10 Comments
User's avatar
George Vale's avatar

The line that hit me: “you understand the pattern, and you still do it.” I spent eleven years in a relationship where I knew, analytically, that something wasn’t working. I had explanations. Good ones. The body just kept showing up to perform the version of me that relationship needed. Insight didn’t touch it. What finally did was something much simpler and much harder.

Gino Cosme's avatar

That makes sense, George. Eleven years is a long time to understand something and still not be able to leave it. No shame in that. Insight can explain the pattern without giving you the capacity to act on it yet.

Big_D's avatar

I’ve been with my husband for 20 years. If I were to become single, I wouldn’t know how to date again.

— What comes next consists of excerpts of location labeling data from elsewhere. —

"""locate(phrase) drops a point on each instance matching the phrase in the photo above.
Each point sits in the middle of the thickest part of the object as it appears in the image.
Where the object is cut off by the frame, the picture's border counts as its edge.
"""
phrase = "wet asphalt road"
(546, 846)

Everything is different now with apps, etc., plus I am older and in some aspects stuck in my ways.

Gino Cosme's avatar

Twenty years is a long time to build a life with someone, so it makes sense that dating now would feel alien. The apps can make everyone feel like expired inventory, which is very romantic of them. ☺️

Jay's avatar

Or maybe like every other tired cliché there is, gay men are addicted to wanting, having and being what others desire so be validated… whether the situ suits them or not.

Gino Cosme's avatar

Yes, and that hunger to be desired can become brutal when it starts choosing the room, the role, and the version of yourself allowed to show up.

Jay's avatar

Yes, precisely. The problem is, I’m ok with me, but I’m forced to put up the different versions: like lures to a school of fish. End result: the wrapping is scrutinized, dismissed and the guy inside is still alone.

Karthik Gurumurthy's avatar

If I learned anything from my trips through addiction, sex, and performance, nothing ever changes as long as you focus on only knowing more about where things went wrong.

At some point you're gonna have to stop and ask yourself whether you're actively trying to change your behaviors and beliefs one at a time—or just hoarding knowledge so you could sound intellectual and feel good when talking about how much you learned.

Thanks for this, G.

Gino Cosme's avatar

Thank you, Karthik. That’s very well put. Knowing more can become its own hiding place. At some point the work has to move from explanation into one specific behaviour, one specific belief, and the messy bit where you actually have to do it differently.

Michael Horvich's avatar

Great piece. You have expressed ideas similar to ones Sara da Encarnação. Do you read her work? This one in particular caused me, I think to see the similarities: https://saradaencarnacao.substack.com/p/the-strange-politeness-of-exhausted?utm_campaign=email-half-post&r=3z5war&utm_source=substack&utm_medium=email

I mentioned your name to her as well.